🤖 AI Summary
This study systematically evaluates symbolic regression (SR) methods for automatically discovering governing equations of dynamical systems—from time-series data—across physics, ecology, and epidemiology, including nine canonical processes (e.g., chaotic systems and SIR-type epidemic models). Five state-of-the-art SR algorithms are benchmarked under identical experimental conditions. Results show that PySR significantly outperforms competitors in both equation recovery accuracy and out-of-distribution predictive generalization; several recovered equations match ground-truth analytical solutions with relative error <10⁻³. Methodologically, this work introduces the first unified benchmark for cross-domain nonlinear dynamical systems to comparatively assess SR methodologies. Crucially, it validates the efficacy and robustness of PySR’s hybrid framework—integrating sparse regression with evolutionary search—for modeling complex, interpretable dynamics. The findings establish SR as a reliable, interpretable, and data-driven tool for dynamical system identification.
📝 Abstract
The process of discovering equations from data lies at the heart of physics and in many other areas of research, including mathematical ecology and epidemiology.
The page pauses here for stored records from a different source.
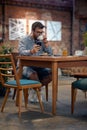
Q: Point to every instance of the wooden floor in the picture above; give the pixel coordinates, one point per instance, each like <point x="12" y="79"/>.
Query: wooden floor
<point x="33" y="119"/>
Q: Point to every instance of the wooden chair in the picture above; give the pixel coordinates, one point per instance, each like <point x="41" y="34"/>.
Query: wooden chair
<point x="8" y="70"/>
<point x="15" y="54"/>
<point x="78" y="84"/>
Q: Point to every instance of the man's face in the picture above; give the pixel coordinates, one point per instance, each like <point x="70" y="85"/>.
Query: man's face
<point x="37" y="32"/>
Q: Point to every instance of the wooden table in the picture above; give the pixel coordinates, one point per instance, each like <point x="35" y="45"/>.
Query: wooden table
<point x="54" y="63"/>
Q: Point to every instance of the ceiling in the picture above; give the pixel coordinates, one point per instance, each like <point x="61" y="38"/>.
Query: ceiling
<point x="52" y="4"/>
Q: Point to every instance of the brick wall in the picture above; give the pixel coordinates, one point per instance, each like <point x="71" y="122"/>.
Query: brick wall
<point x="44" y="14"/>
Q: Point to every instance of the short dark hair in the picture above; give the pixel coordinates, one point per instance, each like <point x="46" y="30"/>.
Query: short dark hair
<point x="37" y="24"/>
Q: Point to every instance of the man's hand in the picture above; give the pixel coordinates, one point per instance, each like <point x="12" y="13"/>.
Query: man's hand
<point x="45" y="42"/>
<point x="35" y="49"/>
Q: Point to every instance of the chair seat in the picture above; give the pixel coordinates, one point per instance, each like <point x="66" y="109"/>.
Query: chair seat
<point x="23" y="82"/>
<point x="80" y="84"/>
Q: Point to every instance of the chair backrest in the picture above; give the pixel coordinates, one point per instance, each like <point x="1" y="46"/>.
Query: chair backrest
<point x="8" y="69"/>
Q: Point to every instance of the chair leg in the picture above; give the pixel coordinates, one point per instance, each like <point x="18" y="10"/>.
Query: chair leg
<point x="5" y="99"/>
<point x="14" y="94"/>
<point x="46" y="89"/>
<point x="20" y="102"/>
<point x="26" y="97"/>
<point x="38" y="95"/>
<point x="73" y="98"/>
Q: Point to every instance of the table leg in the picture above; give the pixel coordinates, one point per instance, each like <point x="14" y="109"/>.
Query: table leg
<point x="54" y="86"/>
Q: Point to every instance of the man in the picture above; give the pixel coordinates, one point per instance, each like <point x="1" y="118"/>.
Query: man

Recently, machine learning methods known as symbolic regression have automated this process. As several methods are available in the literature, it is important to compare them, particularly for dynamic systems that describe complex phenomena. In this paper, five symbolic regression methods were used for recovering equations from nine dynamical processes, including chaotic dynamics and epidemic models, with the PySR method proving to be the most suitable for inferring equations. Benchmark results demonstrate its high predictive power and accuracy, with some estimates being indistinguishable from the original analytical forms. These results highlight the potential of symbolic regression as a robust tool for inferring and modelling real-world phenomena.